Imediatamente, os demais foram colocados em isolamento nas cabines, e todo contato dos tripulantes com as outras pessoas a bordo, como entrega de refeições, era feito com a equipe paramentada com os equipamentos de proteção individual. Cinco dias depois, o navio chegou a Montevidéu, no Uruguai. Lá, oito passageiros e tripulantes estavam com insuficiência respiratória e tiveram de ser removidos para um hospital.
Nesse ponto, todos os demais foram testados para o Sars-CoV-2. Dos 217 passageiros e tripulantes, 128, ou 59%, estavam contaminados. Desses, somente 19% tiveram algum sintoma. Ou seja, mais de 80% foram infectados, mas sem qualquer sintoma da covid-19. Como se trata de um cruzeiro, os autores do estudo destacam que ninguém a bordo teve contato com outras pessoas, e que o alto índice de contágio se deu em um ambiente hermético, mesmo com todas as medidas preventivas sendo tomadas.
Testes
Segundo Ing, o estudo levanta algumas importantes questões sobre a pandemia. Uma delas é que, mesmo o teste considerado pela OMS padrão ouro para detecção do Sars-CoV-2 pode trazer falsos negativos. “A presença de resultados discordantes em numerosas cabines sugere que pode haver uma taxa significativamente alta de falsos negativos no teste de RT-PCR”, afirma. O médico afirma que alguns passageiros foram testados com esse método a bordo e não diagnosticados com a doença. Porém, depois de alguns dias, precisaram de atendimento hospitalar e, quando refeito, o resultado foi positivo. Além disso, os exames rápidos realizados quando surgiram os primeiros casos não demonstraram acurácia. “Os testes rápidos para identificação de anticorpos não foram confiáveis”, diz Ing.

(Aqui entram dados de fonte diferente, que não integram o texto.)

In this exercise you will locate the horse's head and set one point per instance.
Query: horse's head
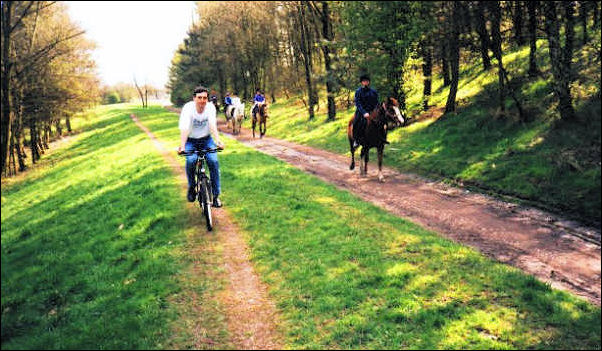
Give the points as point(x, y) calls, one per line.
point(393, 117)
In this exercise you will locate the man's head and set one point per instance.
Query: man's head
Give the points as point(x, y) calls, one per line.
point(200, 96)
point(365, 80)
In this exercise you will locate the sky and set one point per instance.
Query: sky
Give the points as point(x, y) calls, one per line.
point(132, 37)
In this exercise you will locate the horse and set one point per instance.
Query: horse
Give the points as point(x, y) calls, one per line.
point(238, 113)
point(384, 117)
point(260, 115)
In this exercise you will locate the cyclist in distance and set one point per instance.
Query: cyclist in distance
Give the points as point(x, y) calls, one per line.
point(198, 131)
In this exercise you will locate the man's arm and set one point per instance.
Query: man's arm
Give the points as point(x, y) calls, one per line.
point(184, 125)
point(358, 104)
point(213, 129)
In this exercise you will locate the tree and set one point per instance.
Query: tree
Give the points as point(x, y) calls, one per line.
point(531, 8)
point(560, 57)
point(481, 28)
point(454, 55)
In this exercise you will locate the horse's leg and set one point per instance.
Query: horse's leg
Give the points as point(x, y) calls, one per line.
point(366, 157)
point(362, 161)
point(381, 178)
point(352, 150)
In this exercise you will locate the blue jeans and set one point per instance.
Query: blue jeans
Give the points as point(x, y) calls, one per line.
point(202, 144)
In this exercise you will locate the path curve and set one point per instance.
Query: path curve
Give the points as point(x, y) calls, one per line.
point(251, 316)
point(557, 251)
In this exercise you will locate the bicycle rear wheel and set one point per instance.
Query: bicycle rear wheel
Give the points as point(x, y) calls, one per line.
point(205, 202)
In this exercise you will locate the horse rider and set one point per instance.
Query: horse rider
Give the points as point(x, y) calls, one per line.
point(213, 99)
point(198, 130)
point(366, 100)
point(235, 100)
point(259, 99)
point(227, 102)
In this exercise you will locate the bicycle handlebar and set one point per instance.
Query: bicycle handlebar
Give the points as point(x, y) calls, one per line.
point(199, 152)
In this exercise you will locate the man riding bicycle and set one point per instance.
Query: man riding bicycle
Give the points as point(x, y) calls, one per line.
point(198, 131)
point(259, 99)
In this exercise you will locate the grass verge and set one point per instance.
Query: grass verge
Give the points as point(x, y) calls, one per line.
point(552, 164)
point(346, 274)
point(94, 244)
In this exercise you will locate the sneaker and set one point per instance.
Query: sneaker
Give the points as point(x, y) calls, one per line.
point(191, 194)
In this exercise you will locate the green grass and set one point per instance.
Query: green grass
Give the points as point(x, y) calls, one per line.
point(346, 274)
point(93, 242)
point(554, 165)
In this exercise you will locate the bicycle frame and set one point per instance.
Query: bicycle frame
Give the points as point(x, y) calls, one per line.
point(203, 184)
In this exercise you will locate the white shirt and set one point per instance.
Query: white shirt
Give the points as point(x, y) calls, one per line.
point(197, 124)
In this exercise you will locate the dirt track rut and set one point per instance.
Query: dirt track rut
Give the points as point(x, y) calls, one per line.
point(559, 252)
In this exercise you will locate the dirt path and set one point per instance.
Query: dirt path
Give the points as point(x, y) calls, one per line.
point(251, 317)
point(555, 250)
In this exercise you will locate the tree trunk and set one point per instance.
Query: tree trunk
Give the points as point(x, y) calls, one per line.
point(18, 132)
point(454, 55)
point(481, 27)
point(6, 74)
point(561, 82)
point(531, 7)
point(68, 124)
point(33, 142)
point(445, 63)
point(569, 28)
point(583, 7)
point(596, 14)
point(306, 53)
point(497, 51)
point(518, 23)
point(12, 166)
point(328, 37)
point(427, 72)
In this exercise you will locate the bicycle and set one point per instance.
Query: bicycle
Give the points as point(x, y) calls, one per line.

Em um comentário sobre o estudo, o editor da Thorax, Ian Smyth, da Universidade de Nottingham, observa que a estimativa confiável de pacientes assintomáticos, embora difícil de prever, é significativamente maior do que a divulgada pela OMS no início de março: apenas 1%. “À medida que os países registram mais e mais casos, isso pode significar que uma porcentagem muito maior da população pode ter sido infectada pela covid-19”, sugere. “Independentemente de aqueles que foram infectados serem imunes ou não, os resultados enfatizam a necessidade premente de dados globais precisos sobre quantas pessoas foram contaminadas pelo coronavírus”, conclui.
Bryan Grenfell, professor de biologia evolutiva na Universidade de Princeton, nos EUA, destaca que a habilidade de o Sars-CoV-2 se manter silencioso traz uma série de benefícios para ele. Como não sobrevive fora do hospedeiro, para o vírus, é mais vantajoso que o infectado não fique doente. Para a saúde pública, porém, essa característica traz riscos. Isso dificulta a implementação de estratégias de controle — como identificação, quarentena e rastreamento de contatos. “Pessoas infecciosas que não apresentam sintomas tendem a seguir suas vidas, entrando em contato com muitas pessoas suscetíveis”, destaca o pesquisador, que vem desenvolvendo um modelo matemático sobre a evolução assintomática da pandemia. Por outro lado, ele destaca que pacientes sem sintomas podem gerar menos partículas infecciosas, reduzindo o potencial de transmissão da doença.